My new role as an evaluator finds me doing a lot of things that I’m hard pressed to chronicle as I once did for my work in the library world. In part, I think it’s because I spend a great deal of time learning new things and/or putting newly learned skills into action. It takes time and energy that ultimately takes away from my abilities to come up with interesting musings for this blog. That said, I’m not about to give up my blogging habit. It means too much to me. After lots of thinking about how to revitalize it, the thought came to me to take Austin’s advice and steal an idea … from him!

Thus, I’ve decided to shift the pattern of own blog a bit – at least for awhile – and turn it into a way to share with you, my readers and followers, some of the cool and interesting and inspiring and, dare I hope, helpful things that I come across weekly in my work and play. So here we go … here are a few things from the past several weeks (I’m cheating already, but it’s the start of a new thing and thus allowed). Enjoy!

  1. It only seems fair that I give a tip of the hat to Mr. Kleon to start. Besides his books, I also enjoyed watching the video from a terrific talk that he gave to an audience at Google a few years ago.

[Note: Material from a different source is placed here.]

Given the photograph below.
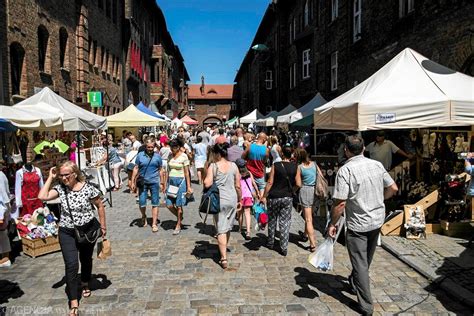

It’s a wonderful summary of his theory on stealing and some inspiring words to anyone seeking to get out of the way of themselves when it comes to creativity.
  2. Juice Analytics is a data analysis and design firm in Atlanta that provides visualization services to businesses and organizations. They also freely offer a number of great resources for learning these skills, including white papers, video tutorials, and the book, Data Fluency (not free, but well worth the $21.59 price tag for my Kindle version). One of the best resources on their freebie page is “30 Days to Data Storytelling,” a guide to … well, it’s pretty self-explanatory, isn’t it? It’s a list of videos, tutorials, articles, etc., a few a day for 30 days, to help you understand how to use data to tell your story. Good stuff.
  3. Back at the end of the summer, just as school was ready to gear up, Slate published a series of blog posts during one week under the banner, What Classes Should I Take? The list is fascinating and the posts very well written. Two that I liked in particular were, The Secret Technique for Learning How to Code: Step 1. Don’t Be Intimidated, by Victoria Fine, and What are the Odds: To Learn to Think Critically, Take a Statistics Class, by Laura Miller. These two are most relevant to anyone in the library, information, or evaluation worlds. I also found the advice to take Art History, Public Speaking, and No Class at All, quite valuable. The entire series was great.
  4. The Noun Project – Icons for Everything – is pure awesomeness. A gazillion free icons to drop and drag and plop into place OR inspire you to make your own.
  5. One thing that I do often in my job is doodle pictures to tell the story of a particular group of researchers or a research center. Fancy word, infographics. Since I started sharing some of these on this blog and other places, several colleagues and friends have asked for advice on tools to use to make them. I tend to draw my own in Illustrator and/or Powerpoint, but there’s a handy list of 10 Free Tools for Creating Infographics on the Creative Blog website.

Finally, I think I’d like to add one consistent thing for each of these lists/posts. I’m going to call it, What’s On My Desk Right Now. Right now, it’s this:

Visual Storytelling

Visual Storytelling: Inspiring a New Visual Language, edited by Klanten, Ehmann, & Schulze, and available through Gestalten. I learned about this book after stumbling upon an interview with Jonathan Corum, the graphics editor for science at the New York Times. He’s one of many featured in this book and I can’t wait to dive into it. Now. Lunchtime reading!